How's Caleb settling in?  Is he still as cute as in the pic?

Love Victoria 
xxx


----------



## Holly C (Sep 22, 2004)

Victoria and Moosey - It's ME in the middle!!

So great to hear all is looking so good for you both!  

Take care
H xxxx


----------



## Candy (Mar 8, 2004)

You are very welcome ladies, glad things are looking good, hope that positive just keeps getting stronger so pleased for you both.

PS There will be no excuses for the next meet now.

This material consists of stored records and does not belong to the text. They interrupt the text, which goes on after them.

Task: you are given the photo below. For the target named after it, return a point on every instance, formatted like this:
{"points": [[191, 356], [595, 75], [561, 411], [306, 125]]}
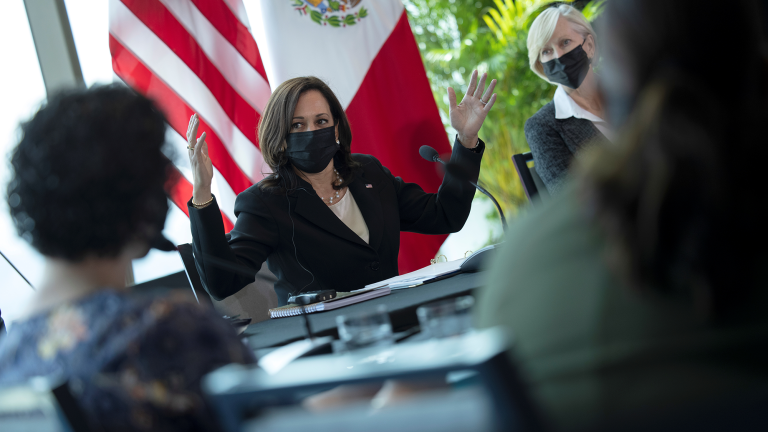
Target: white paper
{"points": [[421, 275]]}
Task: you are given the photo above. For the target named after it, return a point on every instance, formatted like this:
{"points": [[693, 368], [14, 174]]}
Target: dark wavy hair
{"points": [[275, 125], [677, 198], [89, 174]]}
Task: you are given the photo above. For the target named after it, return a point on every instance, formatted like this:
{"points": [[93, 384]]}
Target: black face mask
{"points": [[570, 69], [312, 151]]}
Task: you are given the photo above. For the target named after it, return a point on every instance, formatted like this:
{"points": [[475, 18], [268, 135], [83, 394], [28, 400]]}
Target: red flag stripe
{"points": [[139, 77], [221, 16], [179, 190], [161, 22], [399, 70]]}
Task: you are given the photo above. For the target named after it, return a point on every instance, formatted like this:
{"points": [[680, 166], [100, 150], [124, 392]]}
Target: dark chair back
{"points": [[41, 406], [533, 186], [253, 301]]}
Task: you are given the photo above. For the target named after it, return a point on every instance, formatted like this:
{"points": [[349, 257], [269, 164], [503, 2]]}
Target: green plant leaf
{"points": [[316, 16]]}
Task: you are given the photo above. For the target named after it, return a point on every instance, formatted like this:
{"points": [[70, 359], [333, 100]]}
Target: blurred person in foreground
{"points": [[643, 289], [562, 50], [87, 193]]}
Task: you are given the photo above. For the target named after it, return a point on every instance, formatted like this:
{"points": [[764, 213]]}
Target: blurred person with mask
{"points": [[643, 288], [87, 192], [562, 50], [326, 218]]}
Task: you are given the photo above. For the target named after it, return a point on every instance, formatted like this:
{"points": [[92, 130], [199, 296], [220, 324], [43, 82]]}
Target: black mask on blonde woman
{"points": [[570, 69], [312, 151]]}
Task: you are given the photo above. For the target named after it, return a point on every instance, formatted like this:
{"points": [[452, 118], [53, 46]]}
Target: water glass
{"points": [[365, 330], [446, 318]]}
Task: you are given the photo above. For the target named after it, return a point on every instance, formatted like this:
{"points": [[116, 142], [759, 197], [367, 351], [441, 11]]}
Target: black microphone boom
{"points": [[430, 154], [458, 171]]}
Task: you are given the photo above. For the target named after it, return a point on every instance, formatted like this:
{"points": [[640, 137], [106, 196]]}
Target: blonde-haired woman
{"points": [[562, 48]]}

Shall we start thinking about arranging one for mid Jan, b4 Holly goes what do people think?


----------



## Victoria_In_London (Jun 25, 2004)

Sorry Holly!!!

Another meet would be great and I'll make sure I'm there next time.

Victoria
xxx


----------



## keemjay (Jan 19, 2004)

VIL - just put another Caleb piccie in my album especially for you!
he's doing great thanks - such a cutie and seems to know who we are already - happy to see us but also happy to be in the kitchen by himself with the door closed as he knows we'll come back  he's such good entertainment too, so funny playing with all his toys and fighting the box the dustbuster came in! he has slept thru the night 3 nights in a row now so think we've cracked that thank god. and the house training aint doing bad either, plenty of puddles but also going outside a lot. we love him 
kj x


----------



## Victoria_In_London (Jun 25, 2004)

Kim

I've just looked at the pics and he is sooooooooo cute.  I just want to pic him up and kiss him!

I'm glad he's ok when you leave him alone and it's great that he sleeps well.  I love puppies when they run around because they're so uncoordinated and they have such big feet.  I'm not surprised you love him to bits.  Give him a big kiss from me!

Love Victoria
xxx


----------